Indraneel Karlekar, global head of research and portfolio strategies at Principal Asset Management, believes it could be six to nine months before the commercial real estate market has more clarity on the direction of the Federal Reserve – and the investment and lending markets unlock.
The firm believes the main theme of 2023 will be investing through turbulence, with Karlekar noting it will be critical for investors to be able to separate signals from noise.
“The two signals that will matter the most to investors in 2023 are inflation and how inflation drives central bank action,” Karlekar says. “Those will, in turn, determine your cost of debt and the pace of economic growth, and ultimately will have a huge impact on how investors step back into the transaction market.”
Lenders in the coming year will be working with refreshed targets and parameters, with Karlekar noting much of the focus could be on lending in the core and light value-add bridge space. “Many lenders are cautious about values but are also constrained in a risk-based capital environment, which will put a little bit of a lid on their exposure to commercial real estate. I think the mezzanine space will remain quite busy in 2023 particularly in transactions where the senior lenders won’t be able to step up beyond that 50 to 55 percent leverage level,” says Karlekar.
Marc Norman, associate dean of NYU School of Professional Studies’ Schack Institute, says an important consideration for properties with near-term debt maturities to find refinancing will be the amount of near-term lease maturities it has. Building capital stacks will be very different for different sponsors in the coming year, Norman says. Some sponsors appear to have ready access to equity and debt capital while others will struggle.
“If the debt financing is coming due in addition to leases coming up, it will affect people differently,” Norman adds. “The way we look at lease expirations could change, and they could become an interesting indicator of the health of the market.”
Boston-based Kingbird Investment Management, the real estate arm of the 100-year-old Grupo Ferré Rangel family office, is starting to see the opportunity to provide growth capital to operators who need to fill in gaps in the capital stack.
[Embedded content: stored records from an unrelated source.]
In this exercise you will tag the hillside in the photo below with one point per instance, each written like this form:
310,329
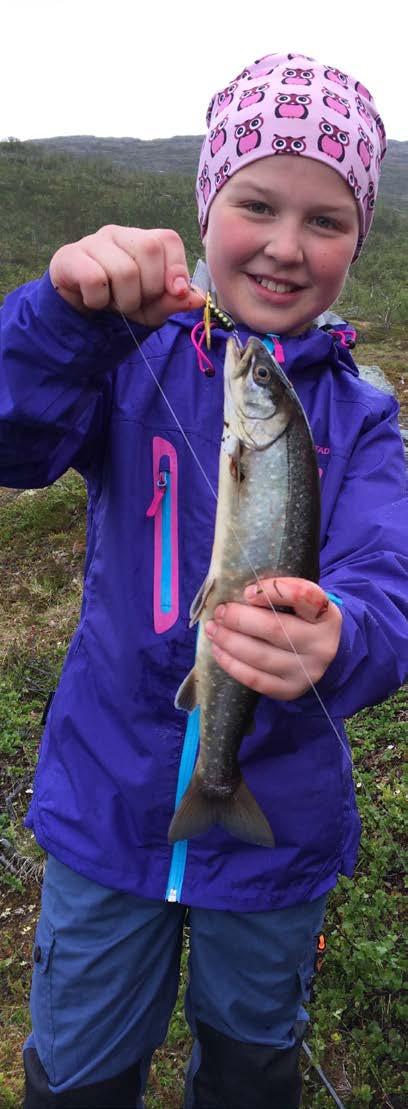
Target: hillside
180,154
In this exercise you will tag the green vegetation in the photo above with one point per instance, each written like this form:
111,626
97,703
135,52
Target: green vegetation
50,199
358,1009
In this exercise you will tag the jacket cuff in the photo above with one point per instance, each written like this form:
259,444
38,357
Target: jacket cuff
103,333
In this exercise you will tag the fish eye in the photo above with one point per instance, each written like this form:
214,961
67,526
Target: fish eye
261,375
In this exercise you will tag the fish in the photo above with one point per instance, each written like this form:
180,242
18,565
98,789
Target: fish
266,525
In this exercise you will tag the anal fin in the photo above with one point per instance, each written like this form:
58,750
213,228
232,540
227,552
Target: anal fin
200,600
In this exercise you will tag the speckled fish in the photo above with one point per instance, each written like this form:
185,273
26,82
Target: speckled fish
267,525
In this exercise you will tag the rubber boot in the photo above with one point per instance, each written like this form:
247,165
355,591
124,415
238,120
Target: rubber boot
233,1075
122,1091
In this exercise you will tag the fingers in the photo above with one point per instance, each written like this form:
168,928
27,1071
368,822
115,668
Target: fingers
279,653
281,629
141,273
307,600
258,680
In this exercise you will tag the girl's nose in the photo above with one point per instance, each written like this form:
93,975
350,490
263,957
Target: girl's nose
285,243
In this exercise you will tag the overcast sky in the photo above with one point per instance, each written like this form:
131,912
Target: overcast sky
148,69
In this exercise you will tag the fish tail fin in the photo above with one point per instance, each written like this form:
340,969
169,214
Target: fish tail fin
242,816
195,814
238,814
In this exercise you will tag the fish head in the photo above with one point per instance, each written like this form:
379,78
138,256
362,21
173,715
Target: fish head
258,402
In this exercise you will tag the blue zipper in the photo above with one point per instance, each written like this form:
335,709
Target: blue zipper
185,771
165,584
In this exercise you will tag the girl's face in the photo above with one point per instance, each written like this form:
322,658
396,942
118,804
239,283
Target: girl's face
281,236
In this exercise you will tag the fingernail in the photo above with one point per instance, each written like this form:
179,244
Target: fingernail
180,286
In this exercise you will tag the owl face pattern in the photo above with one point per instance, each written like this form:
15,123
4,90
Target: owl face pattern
217,136
281,93
380,132
225,97
363,91
204,182
292,105
333,140
288,144
363,112
297,77
352,180
222,175
336,75
365,149
248,134
336,103
252,95
369,199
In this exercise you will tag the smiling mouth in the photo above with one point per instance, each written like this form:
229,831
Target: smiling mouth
277,286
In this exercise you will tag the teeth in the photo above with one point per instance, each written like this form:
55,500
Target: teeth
275,286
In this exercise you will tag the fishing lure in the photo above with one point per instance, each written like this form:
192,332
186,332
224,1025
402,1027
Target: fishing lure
212,314
201,334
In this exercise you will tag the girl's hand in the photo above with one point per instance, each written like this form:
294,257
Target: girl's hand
142,273
250,643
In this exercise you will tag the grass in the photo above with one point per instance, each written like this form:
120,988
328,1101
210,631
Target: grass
358,1011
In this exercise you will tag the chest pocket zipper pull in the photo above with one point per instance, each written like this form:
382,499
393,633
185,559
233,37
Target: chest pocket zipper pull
161,487
163,509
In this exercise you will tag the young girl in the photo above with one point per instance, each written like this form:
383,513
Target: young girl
286,186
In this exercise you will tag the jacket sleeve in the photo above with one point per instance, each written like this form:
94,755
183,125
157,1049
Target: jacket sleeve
55,382
365,562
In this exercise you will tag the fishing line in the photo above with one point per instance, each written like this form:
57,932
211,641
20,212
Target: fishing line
322,1075
244,552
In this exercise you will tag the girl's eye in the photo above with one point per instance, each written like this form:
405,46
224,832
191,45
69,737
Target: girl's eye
258,207
325,222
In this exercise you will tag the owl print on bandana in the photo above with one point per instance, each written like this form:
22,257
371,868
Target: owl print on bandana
252,95
248,134
292,105
217,136
330,115
333,140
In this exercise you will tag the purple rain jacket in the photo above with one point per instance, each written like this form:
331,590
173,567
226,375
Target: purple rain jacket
115,752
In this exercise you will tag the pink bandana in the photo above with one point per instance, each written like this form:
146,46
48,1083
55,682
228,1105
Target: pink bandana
292,104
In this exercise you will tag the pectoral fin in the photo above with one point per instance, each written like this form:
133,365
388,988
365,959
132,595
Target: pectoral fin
186,695
200,600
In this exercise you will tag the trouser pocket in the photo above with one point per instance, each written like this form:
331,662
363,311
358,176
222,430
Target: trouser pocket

But these opportunities to provide equity, preferred equity and even potentially mezzanine debt are likely to unfold slowly. “We are starting to see glimmers of mispriced risk. And anytime there is market dislocation, it’s a great time to invest,” says Ken Munkacy, senior managing director. “Where the capital needs are more pronounced, there is uncertainty about the value stream in which you’re invested. There won’t be a lot of trades done at this juncture.”